Een ander kenmerk waaraan je kunt zien of een land arm of rijk is de mate van bevolkingsgroei. Hoe de hoeveelheid mensen in een land verandert, hangt af van: natuurlijke groei en migratie
Natuurlijke groei
Als er meer kinderen geboren worden dan er sterfgevallen zijn, dan groeit de bevolking: er is een bevolkingsoverschot.
Het geboortecijfer is het aantal geboortes per 1000 inwoners per jaar. Het sterftecijfer is het aantal sterfgevallen per 1000 inwoners per jaar.
Is het geboortecijfer groter dan het sterftecijfer dan spreek je van een geboorteoverschot. Er is een sterfteoverschot als het sterftecijfer groter is dan het geboortecijfer.
In ontwikkelingslanden
Het sterftecijfer is hier vaak hoog.

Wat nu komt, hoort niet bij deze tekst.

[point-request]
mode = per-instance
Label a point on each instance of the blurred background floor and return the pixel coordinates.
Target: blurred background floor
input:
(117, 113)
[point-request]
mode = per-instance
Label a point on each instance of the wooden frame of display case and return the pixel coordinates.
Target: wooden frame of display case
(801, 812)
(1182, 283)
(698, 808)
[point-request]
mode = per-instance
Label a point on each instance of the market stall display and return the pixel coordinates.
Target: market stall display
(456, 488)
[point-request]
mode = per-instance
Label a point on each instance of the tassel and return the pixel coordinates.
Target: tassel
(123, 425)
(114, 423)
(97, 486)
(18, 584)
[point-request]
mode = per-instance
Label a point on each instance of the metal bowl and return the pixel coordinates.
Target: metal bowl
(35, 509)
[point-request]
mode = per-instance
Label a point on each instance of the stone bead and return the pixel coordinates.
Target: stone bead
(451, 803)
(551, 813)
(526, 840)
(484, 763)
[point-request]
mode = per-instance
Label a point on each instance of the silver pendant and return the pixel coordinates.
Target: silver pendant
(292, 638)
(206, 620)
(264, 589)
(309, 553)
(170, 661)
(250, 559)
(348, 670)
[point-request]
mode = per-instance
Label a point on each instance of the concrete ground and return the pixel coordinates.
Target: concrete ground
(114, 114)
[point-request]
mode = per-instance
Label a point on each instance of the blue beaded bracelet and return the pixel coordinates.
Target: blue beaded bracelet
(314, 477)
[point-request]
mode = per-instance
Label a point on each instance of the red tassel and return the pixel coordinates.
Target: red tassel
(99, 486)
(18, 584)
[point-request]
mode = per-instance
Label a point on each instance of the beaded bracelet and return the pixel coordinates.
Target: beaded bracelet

Je hebt bij de vorige stap geleerd dat er in veel ontwikkelingslanden sprake is van een slechte gezondheidszorg. Daardoor is het sterftecijfer veel hoger dan in niet-ontwikkelingslanden. Een afgeleide van het sterftecijfer is de zuigelingensterfte. Dat is het aantal baby's onder de 1 wat overlijd per 1000 levend geboren baby's per jaar. In Angola ligt de zuigelingensterfte rond de 200. Dat betekent dat er van alle 1000 baby's die er worden geboren, 200 niet ouder worden dan één jaar.
Ook het geboortecijfer is hoog ondanks de lage levensverwachting en de hoge sterftecijfers. Het aantal kinderen per gezin is in ontwikkelingslanden vaak zo groot omdat ouders kinderen nodig hebben om voor het gezin te zorgen en voor de ouders als die ouder zijn. De verwachting is dat daardoor in het jaar 2050 ruim 80% van de mensen in Afrika of Azië woont, de werelddelen met de meeste ontwikkelingslanden.
In rijke landen
In rijke landen is het sterftecijfer de afgelopen 100 jaar sterk gedaald. Door betere leefomstandigheden, betere hygiëne en betere gezondheidszorg worden mensen steeds ouder.
Ook het geboortecijfer is sterk gedaald. Gezinnen met meer dan vijf kinderen komen bijna niet meer voor, terwijl dat vijftig jaar geleden nog heel gewoon was.
Migratie
Je spreekt van immigratie als mensen vanuit een ander land in het land komen wonen.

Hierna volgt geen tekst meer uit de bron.